タイ新政権、大麻非犯罪化の見直しを検討する理由は
法改正でも娯楽使用は止まらない
タイでは、医療用大麻は18年に合法化されたが、22年の非犯罪化により、さらに大麻や大麻製品の栽培・売買や、病気の治療目的での大麻草のあらゆる部分の使用が違法ではなくなった。
また22年の法改正により、カフェやレストランで大麻を含む飲食物の提供が可能になったが、大麻の主な精神活性成分であるテトラヒドロカンナビノール(THC)の含有量が0.2%未満の製品に限られる。
しかし、公共の場での大麻の使用は依然として違法であり、公共の場で大麻を使用中に捕まった者は、タイの公衆衛生法の下、3カ月以下の懲役や約12万円の罰金といった厳罰が科される。
タイのアヌティン・チャーンウィラクン保健相は昨年6月、大麻の非犯罪化の直前にCNNが行ったインタビューで「大麻の娯楽目的での使用や、他人をいら立たせるような方法での使用を奨励しようと考えたことは一度もない」と述べた。
しかし、実際に販売されている大麻の多くは、THCの含有量が0.2%をはるかに超えている。
公共の場での大麻の使用が明らかに増えているのは、法律のあいまいさが原因との指摘もある。
プーケット島で大麻ショップを営むレイ・シンダム氏は、「医療用大麻の吸引と、高揚感を得る目的で大麻を吸うこととの間に明確な区別がなく、それが娯楽目的での大麻喫煙の増加に寄与している」とし、大麻法を改正すれば娯楽目的での使用を止められると政府が考えているとしたら、それは間違いだと指摘した。
事業者は大打撃
タイ政府が計画しているという娯楽目的での大麻使用に対する取り締まりを実施しても、人々の大麻の使用を止められない可能性はあるが、その一方で、大麻関連の小規模事業者らが大打撃を被る可能性は極めて高い、とアッタクリスト氏は指摘する。

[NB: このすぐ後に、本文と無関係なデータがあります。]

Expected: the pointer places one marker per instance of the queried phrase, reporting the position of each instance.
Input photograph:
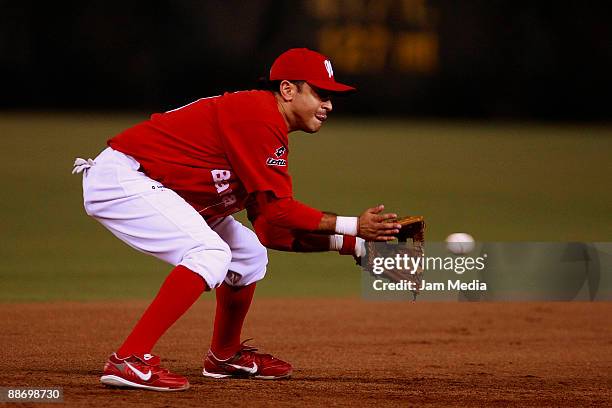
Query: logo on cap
(328, 67)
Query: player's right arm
(290, 214)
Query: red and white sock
(347, 245)
(233, 303)
(179, 291)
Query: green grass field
(497, 181)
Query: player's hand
(375, 226)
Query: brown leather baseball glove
(411, 242)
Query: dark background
(480, 59)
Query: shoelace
(81, 165)
(250, 349)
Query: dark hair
(265, 84)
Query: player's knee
(251, 271)
(211, 262)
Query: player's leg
(228, 357)
(157, 221)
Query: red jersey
(215, 151)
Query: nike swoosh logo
(250, 370)
(140, 374)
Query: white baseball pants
(155, 220)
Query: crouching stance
(169, 186)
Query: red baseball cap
(302, 64)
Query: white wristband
(347, 225)
(360, 247)
(335, 242)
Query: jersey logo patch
(280, 151)
(276, 162)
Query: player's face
(310, 108)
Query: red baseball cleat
(141, 371)
(246, 363)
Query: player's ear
(287, 90)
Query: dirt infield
(345, 352)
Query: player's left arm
(283, 239)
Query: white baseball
(460, 243)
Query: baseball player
(169, 186)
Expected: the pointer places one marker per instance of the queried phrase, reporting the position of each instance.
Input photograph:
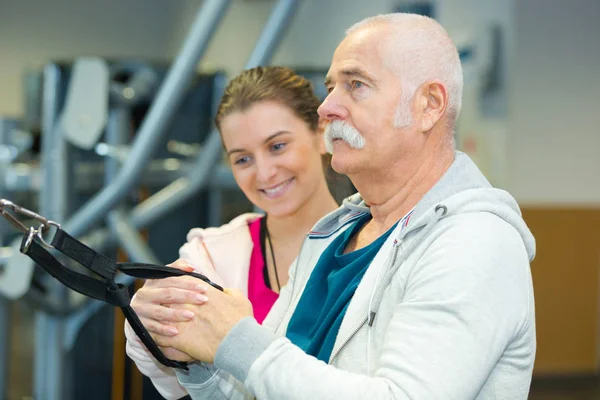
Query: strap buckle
(7, 206)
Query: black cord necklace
(268, 237)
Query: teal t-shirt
(316, 321)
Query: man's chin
(343, 162)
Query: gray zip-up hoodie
(445, 310)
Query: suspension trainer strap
(103, 288)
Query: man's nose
(332, 107)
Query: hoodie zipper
(371, 317)
(294, 284)
(332, 358)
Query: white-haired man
(418, 287)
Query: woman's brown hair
(278, 84)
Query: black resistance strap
(103, 288)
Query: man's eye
(278, 146)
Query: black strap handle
(104, 288)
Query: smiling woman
(274, 142)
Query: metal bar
(4, 345)
(88, 176)
(54, 199)
(183, 189)
(130, 239)
(162, 110)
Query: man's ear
(321, 134)
(431, 104)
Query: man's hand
(153, 303)
(201, 336)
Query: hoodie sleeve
(463, 302)
(164, 378)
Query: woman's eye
(242, 160)
(278, 146)
(356, 84)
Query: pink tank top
(261, 297)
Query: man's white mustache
(339, 130)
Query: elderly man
(418, 287)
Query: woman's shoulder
(235, 226)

アッタクリスト氏は「この法的空白を作り出したのは政府なのに、彼らはその負担を事業主や大麻コミュニティーに押し付けようとしている」と憤る。
また農家の多くは、米などの伝統的な換金作物の栽培から大麻の栽培に切り替えており、大麻の非犯罪化が撤回されれば彼らも大打撃を受けると専門家らは指摘する。
ニューヨークに拠点を置く大麻ビジネスコンサルタント、マイケル・ザイツェフ氏によると、「医療用大麻を優先する一方、大人の娯楽目的での大麻の使用を非合法化するというのは、各国政府(が大麻を規制する際)の一般的な出発点だが、大麻産業の潜在的成長を妨げてしまう恐れがある」という。
ザイツェフ氏は「規制リスクは、大麻業界にとって重大かつ存続にすら関わる脅威となり得るものであり、この複雑かつハイリスク・ハイリターンの業界を操縦するのは容易ではない」とした上で、規制と支援のバランスを見いだせるかが課題だと付け加えた。